|Cake sneak peek!|
Just noticed I've exceeded the 9000 reader mark! Thank you to everyone who has been checking out my blog - it means a lot to me! This week I've been working on two, count them TWO party cakes for a very special soon-to-be one year old girl! Pictures coming soon...
In the meantime, let's talk apples. Blueberry pints have shrunk back down to expensive half pints; strawberries are looking a little droopy; pluots have become plu-blahs...so that can only mean apple season is upon us once more! I've found 3 apple recipes that will make you happy to say bu-bye summer, hello fall!
Maple-Apple Upside-Down Cake
- 1 cup pure maple syrup
- 3 Granny Smith apples—peeled, cored and cut into eighths
- 2 cups all-purpose flour
- 1 teaspoon baking powder
- 1/2 teaspoon baking soda
- 1 teaspoon salt
- 3 large eggs
- 3/4 cup buttermilk
- 1 tablespoon pure vanilla extract
- 1 1/2 sticks unsalted butter, softened
- 1 1/3 cups sugar
- Crème fraîche, for serving
- Preheat the oven to 350°. Butter and flour a 10-inch round cake pan. In a large saucepan, bring the maple syrup to a boil over high heat, then simmer over low heat until very thick and reduced to 3/4 cup, about 20 minutes. Pour the thickened syrup into the cake pan. Arrange the apples in the pan in 2 concentric circles, overlapping them slightly.
- In a bowl, whisk the flour, baking powder, baking soda and salt. In a glass measuring cup, whisk the eggs with the buttermilk and vanilla. In the bowl of a standing electric mixer fitted with the paddle, beat the butter and sugar at medium speed until fluffy, about 3 minutes. Beat in the dry and wet ingredients in 3 alternating batches until the batter is smooth; scrape down the side of the bowl.
- Scrape the batter over the apples and spread it in an even layer. Bake the cake for 1 1/2 hours, until golden on top and a toothpick inserted in the center comes out clean. Let the cake cool on a rack for 45 minutes.
- Place a plate on top of the cake and invert the cake onto the plate; tap lightly to release the cake. Remove the pan. Let the cake cool slightly, then cut into wedges and serve with crème fraîche.
Fry 'em up...
Gourmet December 2001
- 1 cup all-purpose flour
- 3 tablespoons granulated sugar
- 1/4 teaspoon salt
- 1 cup cold beer (not dark)
- 10 cups vegetable oil
- 2 apples (1 lb), peeled, halved lengthwise, cored, and sliced 1/4 inch thick
- Confectioners sugar for dusting
- Stir together flour, granulated sugar, and salt, then add beer and whisk to combine.
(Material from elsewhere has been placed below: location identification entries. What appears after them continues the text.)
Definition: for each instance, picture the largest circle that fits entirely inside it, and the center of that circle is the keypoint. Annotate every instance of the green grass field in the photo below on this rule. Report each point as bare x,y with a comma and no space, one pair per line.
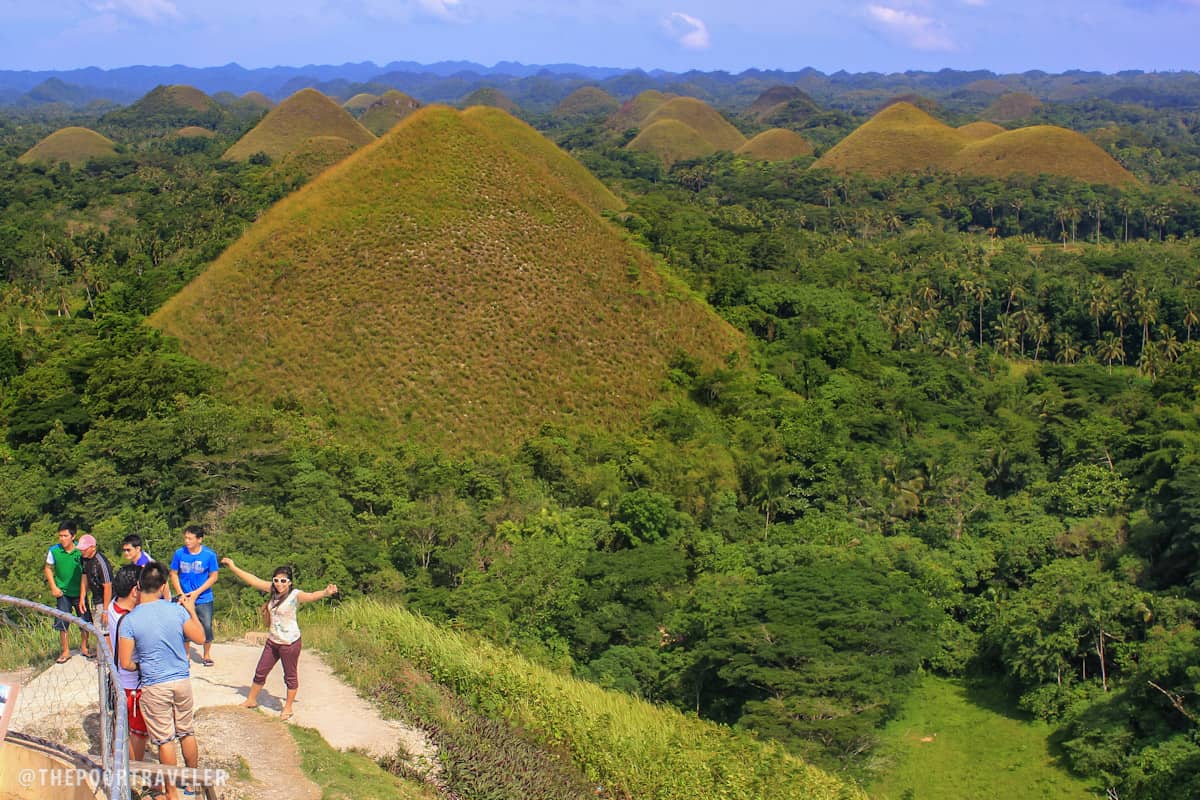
953,743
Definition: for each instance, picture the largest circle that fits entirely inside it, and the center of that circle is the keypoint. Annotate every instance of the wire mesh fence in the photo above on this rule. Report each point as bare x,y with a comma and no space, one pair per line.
72,707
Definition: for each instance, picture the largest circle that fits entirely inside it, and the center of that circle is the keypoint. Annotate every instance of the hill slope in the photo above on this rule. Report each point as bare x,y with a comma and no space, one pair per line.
449,284
75,145
777,144
301,116
701,118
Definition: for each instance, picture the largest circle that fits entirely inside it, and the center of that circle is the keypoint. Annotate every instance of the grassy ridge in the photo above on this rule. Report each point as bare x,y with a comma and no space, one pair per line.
75,145
453,283
777,144
301,116
633,749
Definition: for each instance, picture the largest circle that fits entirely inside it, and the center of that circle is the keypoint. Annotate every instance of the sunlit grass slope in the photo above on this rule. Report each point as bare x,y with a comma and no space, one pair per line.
75,145
949,745
195,131
388,109
1042,149
634,112
701,118
1014,106
898,139
587,101
981,130
628,746
454,283
777,144
490,96
672,140
301,116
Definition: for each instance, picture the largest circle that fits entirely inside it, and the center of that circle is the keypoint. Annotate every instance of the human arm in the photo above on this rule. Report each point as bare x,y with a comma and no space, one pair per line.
309,596
125,654
249,578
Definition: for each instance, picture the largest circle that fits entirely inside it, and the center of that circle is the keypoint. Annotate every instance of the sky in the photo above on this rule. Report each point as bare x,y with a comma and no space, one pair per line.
677,35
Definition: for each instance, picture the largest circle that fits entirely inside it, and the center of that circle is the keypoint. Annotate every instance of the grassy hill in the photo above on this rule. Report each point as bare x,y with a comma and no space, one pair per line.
628,746
1014,106
1042,149
451,283
301,116
701,118
633,113
898,139
360,102
777,144
981,130
75,145
672,140
490,96
388,109
587,101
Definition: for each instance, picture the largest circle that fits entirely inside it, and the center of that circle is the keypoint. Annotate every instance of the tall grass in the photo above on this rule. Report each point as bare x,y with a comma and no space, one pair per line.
630,747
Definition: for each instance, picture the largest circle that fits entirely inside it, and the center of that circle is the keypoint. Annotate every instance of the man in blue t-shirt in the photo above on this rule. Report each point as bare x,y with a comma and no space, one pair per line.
193,570
153,642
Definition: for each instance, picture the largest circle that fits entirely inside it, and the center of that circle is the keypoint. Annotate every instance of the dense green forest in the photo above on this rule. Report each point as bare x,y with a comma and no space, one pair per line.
967,444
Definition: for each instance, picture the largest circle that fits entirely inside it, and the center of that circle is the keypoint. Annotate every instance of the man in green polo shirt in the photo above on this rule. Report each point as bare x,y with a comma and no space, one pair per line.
64,571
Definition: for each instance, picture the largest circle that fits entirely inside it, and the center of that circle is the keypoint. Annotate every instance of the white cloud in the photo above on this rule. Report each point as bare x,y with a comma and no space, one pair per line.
148,10
911,29
690,31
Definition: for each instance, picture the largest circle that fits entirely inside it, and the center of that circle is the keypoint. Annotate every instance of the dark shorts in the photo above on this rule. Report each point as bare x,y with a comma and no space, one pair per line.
66,605
204,613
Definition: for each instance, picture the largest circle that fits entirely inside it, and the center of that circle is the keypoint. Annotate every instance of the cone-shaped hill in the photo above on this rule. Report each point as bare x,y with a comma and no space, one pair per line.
777,144
449,283
388,109
491,96
671,140
289,125
977,131
701,118
1042,149
587,101
75,145
634,112
900,138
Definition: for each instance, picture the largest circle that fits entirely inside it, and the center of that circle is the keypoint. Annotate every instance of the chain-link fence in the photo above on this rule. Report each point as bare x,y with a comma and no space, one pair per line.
73,708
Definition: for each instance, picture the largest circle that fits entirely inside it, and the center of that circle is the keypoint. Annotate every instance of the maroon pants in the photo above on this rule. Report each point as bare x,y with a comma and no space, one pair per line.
289,654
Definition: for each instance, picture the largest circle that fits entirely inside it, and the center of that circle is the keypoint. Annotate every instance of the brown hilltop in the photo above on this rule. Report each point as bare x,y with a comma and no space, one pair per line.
900,138
777,144
450,284
73,145
388,109
301,116
1042,149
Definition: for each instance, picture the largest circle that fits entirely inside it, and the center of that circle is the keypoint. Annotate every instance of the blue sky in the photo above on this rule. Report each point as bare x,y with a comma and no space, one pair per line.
829,35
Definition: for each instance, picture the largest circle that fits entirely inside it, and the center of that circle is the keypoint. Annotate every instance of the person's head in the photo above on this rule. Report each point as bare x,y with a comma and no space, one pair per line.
87,546
153,579
125,582
193,536
281,584
131,547
67,530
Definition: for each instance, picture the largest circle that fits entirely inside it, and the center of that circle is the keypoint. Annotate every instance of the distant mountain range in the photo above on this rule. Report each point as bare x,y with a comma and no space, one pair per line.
538,88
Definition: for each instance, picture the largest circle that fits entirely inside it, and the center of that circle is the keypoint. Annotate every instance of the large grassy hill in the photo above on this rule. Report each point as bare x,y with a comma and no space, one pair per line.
301,116
777,144
73,145
388,109
453,283
701,118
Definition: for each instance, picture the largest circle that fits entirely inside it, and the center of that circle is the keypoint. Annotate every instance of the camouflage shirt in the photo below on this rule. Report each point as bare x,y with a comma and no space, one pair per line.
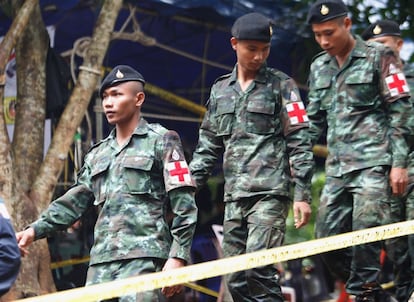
130,185
364,106
258,131
409,74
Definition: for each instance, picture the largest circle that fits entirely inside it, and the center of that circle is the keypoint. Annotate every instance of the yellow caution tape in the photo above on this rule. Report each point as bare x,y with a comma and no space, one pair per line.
227,265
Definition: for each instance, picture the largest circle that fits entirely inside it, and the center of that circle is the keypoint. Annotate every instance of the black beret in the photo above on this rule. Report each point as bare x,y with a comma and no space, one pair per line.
325,10
380,29
120,74
252,26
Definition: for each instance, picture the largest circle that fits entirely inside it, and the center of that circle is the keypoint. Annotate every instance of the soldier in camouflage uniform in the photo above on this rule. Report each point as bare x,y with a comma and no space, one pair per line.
359,95
388,32
129,176
256,119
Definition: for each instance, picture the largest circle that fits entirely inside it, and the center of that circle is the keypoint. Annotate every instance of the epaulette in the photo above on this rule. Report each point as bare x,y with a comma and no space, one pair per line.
220,78
278,73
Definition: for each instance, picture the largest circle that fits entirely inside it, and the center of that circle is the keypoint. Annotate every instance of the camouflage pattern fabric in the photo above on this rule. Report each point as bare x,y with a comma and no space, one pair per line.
257,131
365,109
399,250
107,272
131,185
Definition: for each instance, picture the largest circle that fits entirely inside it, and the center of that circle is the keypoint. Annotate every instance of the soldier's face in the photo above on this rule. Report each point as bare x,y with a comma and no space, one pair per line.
251,54
333,36
121,103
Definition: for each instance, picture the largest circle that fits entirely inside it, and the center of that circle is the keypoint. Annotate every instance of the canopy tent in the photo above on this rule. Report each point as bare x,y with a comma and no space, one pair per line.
180,46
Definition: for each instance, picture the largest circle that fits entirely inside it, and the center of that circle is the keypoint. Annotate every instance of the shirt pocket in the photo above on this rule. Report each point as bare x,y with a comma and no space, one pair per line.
137,174
225,115
324,92
98,175
363,91
260,118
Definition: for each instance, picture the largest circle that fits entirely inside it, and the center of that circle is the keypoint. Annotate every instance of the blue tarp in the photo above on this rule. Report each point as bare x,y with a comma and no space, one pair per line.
181,28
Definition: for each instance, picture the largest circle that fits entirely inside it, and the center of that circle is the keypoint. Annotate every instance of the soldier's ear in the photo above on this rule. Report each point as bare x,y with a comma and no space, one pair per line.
140,98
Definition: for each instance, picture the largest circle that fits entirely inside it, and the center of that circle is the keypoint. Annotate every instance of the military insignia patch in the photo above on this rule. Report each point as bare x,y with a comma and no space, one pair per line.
179,172
324,10
397,84
297,113
175,155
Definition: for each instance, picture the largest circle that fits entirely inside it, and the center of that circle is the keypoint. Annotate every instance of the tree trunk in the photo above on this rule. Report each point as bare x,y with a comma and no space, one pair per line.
73,114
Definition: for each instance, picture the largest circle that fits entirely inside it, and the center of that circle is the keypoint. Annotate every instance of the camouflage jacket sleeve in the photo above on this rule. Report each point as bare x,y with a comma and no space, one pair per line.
180,187
298,140
396,93
9,251
209,146
65,210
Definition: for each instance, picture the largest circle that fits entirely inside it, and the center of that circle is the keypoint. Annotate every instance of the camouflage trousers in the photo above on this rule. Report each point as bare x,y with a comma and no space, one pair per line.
355,201
400,250
253,224
106,272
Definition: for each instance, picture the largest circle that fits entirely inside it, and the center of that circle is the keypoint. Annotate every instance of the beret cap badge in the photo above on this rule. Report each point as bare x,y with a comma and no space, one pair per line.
324,10
377,30
119,74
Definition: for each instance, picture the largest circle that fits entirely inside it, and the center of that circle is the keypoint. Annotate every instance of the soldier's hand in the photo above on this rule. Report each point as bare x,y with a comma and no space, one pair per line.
172,263
24,239
398,180
301,213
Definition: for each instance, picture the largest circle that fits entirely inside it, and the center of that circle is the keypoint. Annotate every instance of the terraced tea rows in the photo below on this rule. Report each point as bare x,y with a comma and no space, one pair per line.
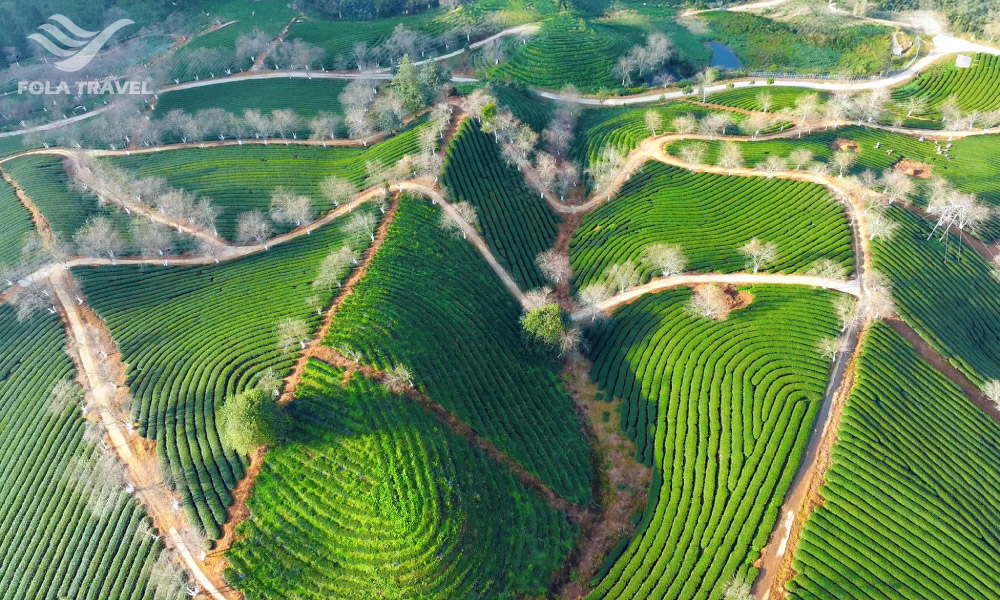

Heat oil in a 5-quart heavy pot until thermometer registers 375°F.
- Dip apple slices in batter, shaking off excess, and fry, about 8 at a time, until golden, about 1 1/2 minutes on each side. Transfer fritters with a slotted spoon to paper towels to drain. Serve warm, dusted with confectioners sugar.
Skin on, please...
Apple Crisp with Apple Skins
- 2 1/2 pounds apples, preferably Granny Smith or another nutritious variety
- 1/2 cup honey
- 1 tablespoon unbleached all-purpose flour, whole-wheat flour, or rice flour
- 1 teaspoon ground cinnamon
- 1/2 teaspoon ground nutmeg
- 3/4 cup unbleached all-purpose flour, whole-wheat flour, or rice flour
- 3/4 cup rolled oats (not instant)
- 1/2 cup chopped walnuts
- 1/2 cup dark brown sugar, firmly packed, or 1/2 cup honey
- 1/2 cup (1 stick) unsalted or salted butter, melted
- Preheat the oven to 350°F. Peel and core the apples, but do not discard the peels. Slice the peeled apples into 1/4 inch slices and place into a large mixing bowl.
- Combine 1 cup of the sliced apples, the apple skins, the honey, 1 tablespoon flour, cinnamon, and nutmeg in the bowl of a food processor. Process on high speed until the skins are finely chopped, about 3 minutes. (This will seem like a long time.) Stop and scrape the sides of the bowl as needed. Stir the chopped mixture into the bowl of sliced apples, then spoon into a greased 8‑inch square baking pan. Set aside.
- To make the topping, combine all the topping ingredients in a medium mixing bowl. Stir until blended, then spoon over the apples. Place the pan on the middle rack of the oven and bake 50-60 minutes, or until the top is golden brown and the apple slices are tender. Cool 10-15 minutes. Serve warm or at room temperature.